The screening of the documentary in this manner, alongside the lighting of candles, at the Groote Schuur auditorium in which the context of the Holocaust was stripped of its connection to AntiSemitism, was calculated to grandstand.
“In remembering the Holocaust, we recognize threats to freedom, dignity, and humanity – including in our own time. Today – in the face of growing economic discontent and political instability, escalating white supremacist terrorism, and surging hate and religious bigotry – we must be more outspoken than ever. We must never forget – nor allow others to ever forget, distort or deny the Holocaust.” António Guterres, United Nations Secretary-General,
Repackaging the Holocaust as if it were a mere trope, to be superseded by more contemporary issues, is not only offensive, but completely inappropriate given South Africa’s role in the tragedy involving industrial scale euthanasia of Europe’s Jewish population barely 80 years ago. A role our country refuses to acknowledge.

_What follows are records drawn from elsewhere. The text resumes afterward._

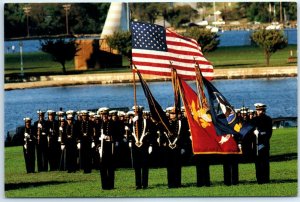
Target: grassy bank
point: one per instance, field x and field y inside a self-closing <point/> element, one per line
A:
<point x="62" y="184"/>
<point x="223" y="57"/>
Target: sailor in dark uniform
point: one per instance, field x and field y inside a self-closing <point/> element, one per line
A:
<point x="42" y="142"/>
<point x="140" y="141"/>
<point x="263" y="132"/>
<point x="174" y="141"/>
<point x="68" y="143"/>
<point x="29" y="146"/>
<point x="97" y="142"/>
<point x="85" y="137"/>
<point x="106" y="151"/>
<point x="52" y="130"/>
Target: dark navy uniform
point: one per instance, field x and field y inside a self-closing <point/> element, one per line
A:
<point x="42" y="143"/>
<point x="140" y="142"/>
<point x="69" y="141"/>
<point x="85" y="140"/>
<point x="29" y="146"/>
<point x="174" y="142"/>
<point x="106" y="152"/>
<point x="263" y="132"/>
<point x="52" y="131"/>
<point x="97" y="142"/>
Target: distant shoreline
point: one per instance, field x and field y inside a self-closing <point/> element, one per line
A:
<point x="115" y="78"/>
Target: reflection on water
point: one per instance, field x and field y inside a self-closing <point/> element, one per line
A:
<point x="280" y="95"/>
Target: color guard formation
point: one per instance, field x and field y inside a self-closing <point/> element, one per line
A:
<point x="73" y="141"/>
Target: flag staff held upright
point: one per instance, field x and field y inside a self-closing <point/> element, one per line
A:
<point x="134" y="97"/>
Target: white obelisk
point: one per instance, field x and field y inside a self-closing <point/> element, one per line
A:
<point x="116" y="20"/>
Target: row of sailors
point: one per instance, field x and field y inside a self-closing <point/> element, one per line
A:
<point x="96" y="139"/>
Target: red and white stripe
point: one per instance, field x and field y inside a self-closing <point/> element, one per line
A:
<point x="182" y="53"/>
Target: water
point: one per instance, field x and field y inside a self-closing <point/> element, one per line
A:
<point x="227" y="38"/>
<point x="280" y="95"/>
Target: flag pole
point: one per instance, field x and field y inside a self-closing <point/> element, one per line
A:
<point x="134" y="99"/>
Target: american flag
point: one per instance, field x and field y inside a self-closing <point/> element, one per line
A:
<point x="155" y="50"/>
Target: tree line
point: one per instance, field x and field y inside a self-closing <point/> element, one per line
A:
<point x="46" y="19"/>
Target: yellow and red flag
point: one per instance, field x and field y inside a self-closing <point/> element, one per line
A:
<point x="204" y="137"/>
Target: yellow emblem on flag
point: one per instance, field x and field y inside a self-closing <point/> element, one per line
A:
<point x="200" y="115"/>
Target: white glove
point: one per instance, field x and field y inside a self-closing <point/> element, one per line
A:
<point x="150" y="149"/>
<point x="135" y="118"/>
<point x="182" y="151"/>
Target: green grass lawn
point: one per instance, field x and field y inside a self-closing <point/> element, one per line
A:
<point x="223" y="57"/>
<point x="61" y="184"/>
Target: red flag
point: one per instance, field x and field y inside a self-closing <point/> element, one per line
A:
<point x="204" y="137"/>
<point x="154" y="48"/>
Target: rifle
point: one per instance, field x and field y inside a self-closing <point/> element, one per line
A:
<point x="26" y="143"/>
<point x="63" y="159"/>
<point x="256" y="143"/>
<point x="131" y="155"/>
<point x="101" y="145"/>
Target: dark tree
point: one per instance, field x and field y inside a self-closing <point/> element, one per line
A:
<point x="61" y="49"/>
<point x="270" y="41"/>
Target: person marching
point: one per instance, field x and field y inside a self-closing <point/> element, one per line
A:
<point x="85" y="143"/>
<point x="263" y="133"/>
<point x="42" y="142"/>
<point x="61" y="124"/>
<point x="29" y="146"/>
<point x="97" y="142"/>
<point x="52" y="130"/>
<point x="68" y="143"/>
<point x="174" y="142"/>
<point x="140" y="143"/>
<point x="106" y="151"/>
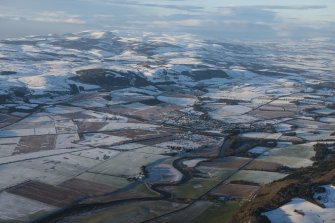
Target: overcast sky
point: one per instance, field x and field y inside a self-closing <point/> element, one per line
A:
<point x="218" y="19"/>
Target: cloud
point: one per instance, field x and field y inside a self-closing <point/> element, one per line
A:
<point x="184" y="23"/>
<point x="131" y="3"/>
<point x="46" y="16"/>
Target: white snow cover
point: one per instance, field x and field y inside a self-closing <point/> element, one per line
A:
<point x="300" y="210"/>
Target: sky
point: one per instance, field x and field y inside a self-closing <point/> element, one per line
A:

It appears the following organisations were involved in this week’s event: Desmond & Leah Tutu Foundation, Palestine Solidarity Campaign, Gift of the Givers and SAJFP.
The result must be rejected as curated propaganda and replacement theology. Our constitutional rights to dignity, religious freedom and freedom from war are not served by obliterating history.
Here is what they don’t teach you in our local history books:
One year before the 1938 Evian Conference, Minister of the Interior under the Smuts government, D F Malan passed a piece of Anti-Semitic legislation aimed at preventing Jewish refugees from Nazi Germany entering South Africa. The last ship to arrive before the law went into effect, the SS Stuttgart was thus met by Malan’s brown-shirts in Table Bay with force. South Africa later attended the Evian Conference in France where the leaders of the world discussed the “Jewish Problem” and determined to act collectively to not allow the deportation of German Jews under Hitler to continue.
With thousands entering British Palestine, both the British and Arabs began a well-publicized campaign to stop the flood. It was the Palestinian leader Amin al-Husseini, later President of the All-Palestine government in Gaza (1948-1956) who personally met with Hitler in November of 1941, appealing to the Fuhrer himself to deal with the problem. By that time, the Farhud (Arabic for Pogrom), a violent dispossession of Jews from the Middle East & North Africa at the behest of Husseini, was well under way.
This motion was backed by Arab leaders from Saudi Arabia and Iraq in a round of shuttle-boat diplomacy the same year between Berlin and the Arab world. By January of 1942, Adolf Eichmann was presenting his plan for what became known as “The Final Solution”.
It was a ‘solution’ to precisely the topic under discussion by our own government. Thus at the Wannsee Conference, in the southwestern Berlin borough of Steglitz-Zehlendorf, Germany, and with Hitler notably absent, the Nazi Party delivered its infamous address to the German High Command. A diabolical plan to deal with the 11 million Jews then under Nazi Occupation.